Usai memperdengarkan tiga lagu rilisan tunggal, yaitu “Idealist” (2020), “Justice” (2021) dan “Risa” (2023), kini Theatering hadir dengan konsep musik yang lebih matang lewat album mini (EP) bertajuk “Kamuflase Realita”. Di sini, mereka menajamkan racikan rock yang dikolaborasikan dengan instrumentasi etnik.
“Ada beberapa lagu yang mengombinasikan antara instrumental Javanese etnik dengan tetap berpakem pada musik rock itu sendiri. Baik scale gitar atau pun nuansa solmisasi lagunya,” ujar pihak band kepada MUSIKERAS, menjelaskan.

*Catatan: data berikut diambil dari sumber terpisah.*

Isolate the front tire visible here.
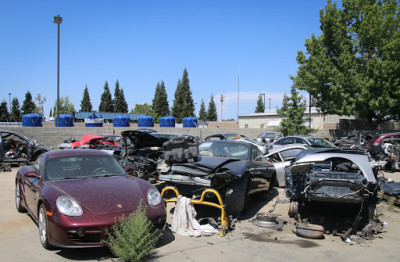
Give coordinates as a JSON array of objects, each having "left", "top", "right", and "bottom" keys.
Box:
[
  {"left": 15, "top": 182, "right": 26, "bottom": 213},
  {"left": 38, "top": 204, "right": 53, "bottom": 249},
  {"left": 225, "top": 176, "right": 247, "bottom": 216}
]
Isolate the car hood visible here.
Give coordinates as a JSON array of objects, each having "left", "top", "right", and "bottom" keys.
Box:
[
  {"left": 175, "top": 156, "right": 249, "bottom": 177},
  {"left": 289, "top": 153, "right": 376, "bottom": 183},
  {"left": 121, "top": 130, "right": 169, "bottom": 149},
  {"left": 48, "top": 176, "right": 148, "bottom": 214},
  {"left": 71, "top": 134, "right": 104, "bottom": 149}
]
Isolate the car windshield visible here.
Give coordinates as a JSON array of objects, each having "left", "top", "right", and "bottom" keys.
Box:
[
  {"left": 259, "top": 133, "right": 275, "bottom": 138},
  {"left": 307, "top": 137, "right": 335, "bottom": 147},
  {"left": 199, "top": 141, "right": 249, "bottom": 160},
  {"left": 225, "top": 134, "right": 238, "bottom": 140},
  {"left": 44, "top": 155, "right": 126, "bottom": 180},
  {"left": 243, "top": 137, "right": 265, "bottom": 146}
]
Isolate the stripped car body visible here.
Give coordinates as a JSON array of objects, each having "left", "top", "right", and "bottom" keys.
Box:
[
  {"left": 114, "top": 130, "right": 169, "bottom": 183},
  {"left": 157, "top": 140, "right": 276, "bottom": 215},
  {"left": 265, "top": 144, "right": 310, "bottom": 187},
  {"left": 286, "top": 149, "right": 379, "bottom": 231},
  {"left": 0, "top": 130, "right": 51, "bottom": 164}
]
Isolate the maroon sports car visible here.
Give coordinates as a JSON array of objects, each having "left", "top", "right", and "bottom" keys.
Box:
[{"left": 15, "top": 149, "right": 166, "bottom": 248}]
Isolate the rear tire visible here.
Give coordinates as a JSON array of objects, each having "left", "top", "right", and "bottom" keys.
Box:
[
  {"left": 15, "top": 182, "right": 26, "bottom": 213},
  {"left": 225, "top": 175, "right": 248, "bottom": 216},
  {"left": 38, "top": 204, "right": 53, "bottom": 249}
]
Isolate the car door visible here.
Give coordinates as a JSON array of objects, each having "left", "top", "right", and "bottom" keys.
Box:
[
  {"left": 274, "top": 147, "right": 304, "bottom": 187},
  {"left": 23, "top": 156, "right": 43, "bottom": 219},
  {"left": 249, "top": 144, "right": 271, "bottom": 193}
]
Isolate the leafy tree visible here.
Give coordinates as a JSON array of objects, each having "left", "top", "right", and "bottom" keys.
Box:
[
  {"left": 295, "top": 0, "right": 400, "bottom": 127},
  {"left": 53, "top": 96, "right": 76, "bottom": 117},
  {"left": 153, "top": 81, "right": 169, "bottom": 123},
  {"left": 11, "top": 97, "right": 22, "bottom": 122},
  {"left": 131, "top": 103, "right": 153, "bottom": 116},
  {"left": 114, "top": 80, "right": 128, "bottom": 113},
  {"left": 172, "top": 68, "right": 194, "bottom": 123},
  {"left": 0, "top": 100, "right": 10, "bottom": 122},
  {"left": 99, "top": 81, "right": 114, "bottom": 112},
  {"left": 80, "top": 85, "right": 93, "bottom": 112},
  {"left": 277, "top": 85, "right": 311, "bottom": 136},
  {"left": 254, "top": 93, "right": 265, "bottom": 113},
  {"left": 21, "top": 91, "right": 36, "bottom": 115},
  {"left": 199, "top": 99, "right": 207, "bottom": 121},
  {"left": 35, "top": 94, "right": 46, "bottom": 115},
  {"left": 207, "top": 95, "right": 218, "bottom": 121}
]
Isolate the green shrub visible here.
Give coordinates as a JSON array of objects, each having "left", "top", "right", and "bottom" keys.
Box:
[{"left": 105, "top": 204, "right": 161, "bottom": 261}]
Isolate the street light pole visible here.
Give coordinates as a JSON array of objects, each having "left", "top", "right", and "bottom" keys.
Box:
[
  {"left": 8, "top": 93, "right": 11, "bottom": 122},
  {"left": 261, "top": 93, "right": 265, "bottom": 113},
  {"left": 53, "top": 15, "right": 62, "bottom": 127}
]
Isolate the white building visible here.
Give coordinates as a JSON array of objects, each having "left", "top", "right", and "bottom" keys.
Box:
[{"left": 239, "top": 107, "right": 356, "bottom": 130}]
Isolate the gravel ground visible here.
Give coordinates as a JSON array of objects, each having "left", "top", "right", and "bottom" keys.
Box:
[{"left": 0, "top": 168, "right": 400, "bottom": 262}]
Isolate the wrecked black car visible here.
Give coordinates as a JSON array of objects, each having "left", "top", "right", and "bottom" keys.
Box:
[
  {"left": 157, "top": 139, "right": 276, "bottom": 215},
  {"left": 286, "top": 149, "right": 379, "bottom": 232},
  {"left": 0, "top": 130, "right": 51, "bottom": 164},
  {"left": 114, "top": 130, "right": 169, "bottom": 183},
  {"left": 366, "top": 133, "right": 400, "bottom": 171}
]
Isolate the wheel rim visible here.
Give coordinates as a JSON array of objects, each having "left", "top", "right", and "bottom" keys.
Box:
[
  {"left": 15, "top": 183, "right": 21, "bottom": 208},
  {"left": 39, "top": 208, "right": 47, "bottom": 244}
]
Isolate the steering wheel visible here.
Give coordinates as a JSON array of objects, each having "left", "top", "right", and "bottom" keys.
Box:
[{"left": 93, "top": 167, "right": 108, "bottom": 176}]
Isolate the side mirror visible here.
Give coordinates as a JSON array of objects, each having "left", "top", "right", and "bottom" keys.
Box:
[
  {"left": 24, "top": 171, "right": 40, "bottom": 178},
  {"left": 124, "top": 166, "right": 133, "bottom": 172}
]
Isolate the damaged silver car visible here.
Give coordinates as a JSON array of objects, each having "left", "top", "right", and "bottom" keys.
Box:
[{"left": 286, "top": 149, "right": 379, "bottom": 232}]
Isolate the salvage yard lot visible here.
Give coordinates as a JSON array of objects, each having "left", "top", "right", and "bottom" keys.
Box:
[{"left": 0, "top": 167, "right": 400, "bottom": 262}]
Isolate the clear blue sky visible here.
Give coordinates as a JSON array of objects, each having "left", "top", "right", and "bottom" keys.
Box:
[{"left": 0, "top": 0, "right": 326, "bottom": 119}]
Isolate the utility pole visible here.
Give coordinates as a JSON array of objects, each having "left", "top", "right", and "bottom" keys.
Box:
[
  {"left": 221, "top": 95, "right": 224, "bottom": 122},
  {"left": 53, "top": 15, "right": 62, "bottom": 127}
]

Sementara untuk referensi musiknya, Theatering yang kini diperkuat formasi baru, yakni Dwi, Fandi, Andi Maryam Cintia Dewi (vokal/scream), Nadya Marcella (vokal/clean), Helly Andika Setya Bunda (bass) dan Rama Oktavianto (gitar) mengaku banyak mengadopsi pola musik dari band-band rock dunia seperti Trivium, Avenged Sevenfold, Disturbed, Angra serta tentunya, Dream Theater yang menjadi acuan utamanya.

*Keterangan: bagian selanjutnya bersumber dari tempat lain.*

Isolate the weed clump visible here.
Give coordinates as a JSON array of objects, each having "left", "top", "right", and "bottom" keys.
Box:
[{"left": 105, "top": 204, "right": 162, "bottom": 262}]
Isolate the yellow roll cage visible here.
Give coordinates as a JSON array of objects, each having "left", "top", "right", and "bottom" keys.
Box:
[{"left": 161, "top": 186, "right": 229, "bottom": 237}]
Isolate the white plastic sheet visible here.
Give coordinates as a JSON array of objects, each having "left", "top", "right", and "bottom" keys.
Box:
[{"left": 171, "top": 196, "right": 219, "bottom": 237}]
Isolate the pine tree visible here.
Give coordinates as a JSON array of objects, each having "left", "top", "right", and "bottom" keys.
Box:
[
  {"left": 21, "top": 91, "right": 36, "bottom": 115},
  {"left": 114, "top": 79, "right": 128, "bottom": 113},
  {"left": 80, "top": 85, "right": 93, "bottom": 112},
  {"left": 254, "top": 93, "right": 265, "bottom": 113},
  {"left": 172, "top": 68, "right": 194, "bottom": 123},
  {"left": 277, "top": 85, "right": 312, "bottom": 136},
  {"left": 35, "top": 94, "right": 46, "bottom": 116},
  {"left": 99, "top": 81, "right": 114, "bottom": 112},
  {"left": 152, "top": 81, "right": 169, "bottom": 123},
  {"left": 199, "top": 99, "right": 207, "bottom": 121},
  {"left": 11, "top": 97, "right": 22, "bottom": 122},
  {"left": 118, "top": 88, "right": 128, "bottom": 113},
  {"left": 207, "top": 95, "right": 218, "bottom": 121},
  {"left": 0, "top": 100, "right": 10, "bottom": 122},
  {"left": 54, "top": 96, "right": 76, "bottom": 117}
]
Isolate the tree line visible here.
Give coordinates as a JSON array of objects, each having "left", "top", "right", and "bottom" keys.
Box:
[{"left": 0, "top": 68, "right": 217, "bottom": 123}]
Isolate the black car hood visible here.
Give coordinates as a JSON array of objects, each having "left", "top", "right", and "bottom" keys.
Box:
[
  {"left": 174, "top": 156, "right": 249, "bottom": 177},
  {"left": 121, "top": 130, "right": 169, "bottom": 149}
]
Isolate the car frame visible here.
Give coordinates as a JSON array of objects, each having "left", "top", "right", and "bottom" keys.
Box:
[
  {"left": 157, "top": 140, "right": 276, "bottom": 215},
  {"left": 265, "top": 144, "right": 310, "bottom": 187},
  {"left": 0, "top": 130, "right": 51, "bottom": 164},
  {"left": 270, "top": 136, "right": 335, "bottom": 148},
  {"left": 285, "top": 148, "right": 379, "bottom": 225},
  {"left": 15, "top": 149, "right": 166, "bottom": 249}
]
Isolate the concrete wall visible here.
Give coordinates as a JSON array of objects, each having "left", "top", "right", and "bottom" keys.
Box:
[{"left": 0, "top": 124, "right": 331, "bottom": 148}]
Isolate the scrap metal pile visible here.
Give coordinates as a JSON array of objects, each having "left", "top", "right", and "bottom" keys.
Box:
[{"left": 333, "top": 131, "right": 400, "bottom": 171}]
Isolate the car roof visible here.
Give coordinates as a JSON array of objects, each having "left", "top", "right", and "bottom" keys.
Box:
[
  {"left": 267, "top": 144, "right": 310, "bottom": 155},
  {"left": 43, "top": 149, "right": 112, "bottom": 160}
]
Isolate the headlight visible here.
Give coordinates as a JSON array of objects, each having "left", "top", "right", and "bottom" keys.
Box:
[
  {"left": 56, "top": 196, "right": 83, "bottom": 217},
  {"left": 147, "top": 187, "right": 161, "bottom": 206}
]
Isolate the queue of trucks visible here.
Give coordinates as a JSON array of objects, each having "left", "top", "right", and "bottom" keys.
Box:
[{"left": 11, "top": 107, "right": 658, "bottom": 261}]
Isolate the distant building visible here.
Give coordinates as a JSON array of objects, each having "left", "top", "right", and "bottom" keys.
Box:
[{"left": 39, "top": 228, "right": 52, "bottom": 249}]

Secara musikalitas, Theatering ingin mengabadikan serta mengingatkan bahwa sebagai pelaku musik rock, harus bangga sebagai musisi yang terlahir di bumi Nusantara yang kaya akan budaya, serta sebagai stimulan agar kita kembali melestarikan serta mencintai leluhur Nusantara yang digdaya dan telah teruji kejayaan serta keperkasaannya.

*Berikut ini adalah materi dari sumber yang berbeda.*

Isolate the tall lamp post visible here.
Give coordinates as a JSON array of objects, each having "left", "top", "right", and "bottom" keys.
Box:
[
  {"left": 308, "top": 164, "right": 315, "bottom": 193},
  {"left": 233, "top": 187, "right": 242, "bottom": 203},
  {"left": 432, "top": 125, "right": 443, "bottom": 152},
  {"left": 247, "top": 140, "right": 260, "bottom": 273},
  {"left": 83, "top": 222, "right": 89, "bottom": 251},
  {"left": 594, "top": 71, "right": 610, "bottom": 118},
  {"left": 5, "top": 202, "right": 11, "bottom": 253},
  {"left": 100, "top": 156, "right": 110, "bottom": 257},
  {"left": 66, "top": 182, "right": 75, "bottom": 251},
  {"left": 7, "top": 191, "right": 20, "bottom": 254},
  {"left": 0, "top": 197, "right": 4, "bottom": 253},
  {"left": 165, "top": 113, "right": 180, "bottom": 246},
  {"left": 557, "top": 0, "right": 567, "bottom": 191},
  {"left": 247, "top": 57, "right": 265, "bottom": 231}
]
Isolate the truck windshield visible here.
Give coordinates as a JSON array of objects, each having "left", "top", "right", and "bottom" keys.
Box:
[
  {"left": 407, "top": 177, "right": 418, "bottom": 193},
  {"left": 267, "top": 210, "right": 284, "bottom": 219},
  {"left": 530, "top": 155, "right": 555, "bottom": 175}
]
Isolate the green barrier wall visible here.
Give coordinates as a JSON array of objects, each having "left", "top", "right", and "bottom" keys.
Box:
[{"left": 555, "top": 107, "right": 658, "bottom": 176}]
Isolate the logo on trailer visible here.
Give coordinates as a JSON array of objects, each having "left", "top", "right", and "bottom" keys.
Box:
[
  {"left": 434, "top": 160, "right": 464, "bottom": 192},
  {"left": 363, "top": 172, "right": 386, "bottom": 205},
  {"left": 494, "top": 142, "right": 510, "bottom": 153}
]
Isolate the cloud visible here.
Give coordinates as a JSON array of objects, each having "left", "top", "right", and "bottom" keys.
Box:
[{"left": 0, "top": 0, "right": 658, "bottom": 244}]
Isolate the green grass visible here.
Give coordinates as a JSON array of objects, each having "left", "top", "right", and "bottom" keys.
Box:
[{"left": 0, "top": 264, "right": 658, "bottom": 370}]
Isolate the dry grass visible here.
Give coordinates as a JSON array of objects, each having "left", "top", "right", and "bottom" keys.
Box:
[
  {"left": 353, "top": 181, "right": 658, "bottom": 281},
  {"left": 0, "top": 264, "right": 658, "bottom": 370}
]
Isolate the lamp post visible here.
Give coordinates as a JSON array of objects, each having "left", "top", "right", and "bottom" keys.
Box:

EP “Kamuflase Realita” sendiri digarap Theatering dalam kurun waktu kurang lebih setahun, yang dimulai pada November 2019. Eksekusi rekamannya murni dilakukan dengan memainkan instrumen asli, tanpa adanya isian instrumen yang ‘digambar’ menggunakan aplikasi. Rekamannya dilakukan di Theatering Music Studio, dengan mempercayakan Fandi untuk urusan teknisnya.
Dari lima lagu yang disuguhkan di EP, yaitu “Berdalil”, “DIT”, “Kamuflase”, “Freedom of Human Right” dan “Metafora”, Theatering menunjuk lagu yang disebut terakhir sebagai komposisi yang paling menantang saat rekaman. Alasannya, karena di sana ada isian solo gitar yang berdurasi 4-5 menit serta keepikan permainan dram yang konsisten dengan ketukan triplet pada geberan pedalnya.
“Sehingga ketika proses penggarapan membutuhkan berkali-kali retake (pengulangan rekaman) untuk menghasilkan musikalitas yang semaksimal mungkin,” ujar Theatering lagi terus-terang.
Tema yang digaungkan Theatering di “Kamuflase Realita” mendeskripsikan tentang banyaknya kesenjangan dan ketidaksesuaian antara kondisi nyata dan kondisi ideal dalam kehidupan, serta pola pikir para khalayak manusia akhir zaman yang hanya selalu ingin bertindak cepat (instan) tanpa menimbang dampak akan kemanfaatannya pada lingkungan sekitar.
Tiap lagu di “Kamuflase Realita” memiliki arti kesinambungan, dimana bahasa serta penyampaiannya dikemas secara sarkas dengan banyak menggunakan majas seperti metafora dan hiperbola. Selain untuk lebih menambah nilai seni dalam EP tersebut, juga dimaksudkan sebagai stimulasi alam bawah sadar setiap pendengarnya untuk selalu mencari tahu makna dari untaian kata yang didengar dari setiap lagunya.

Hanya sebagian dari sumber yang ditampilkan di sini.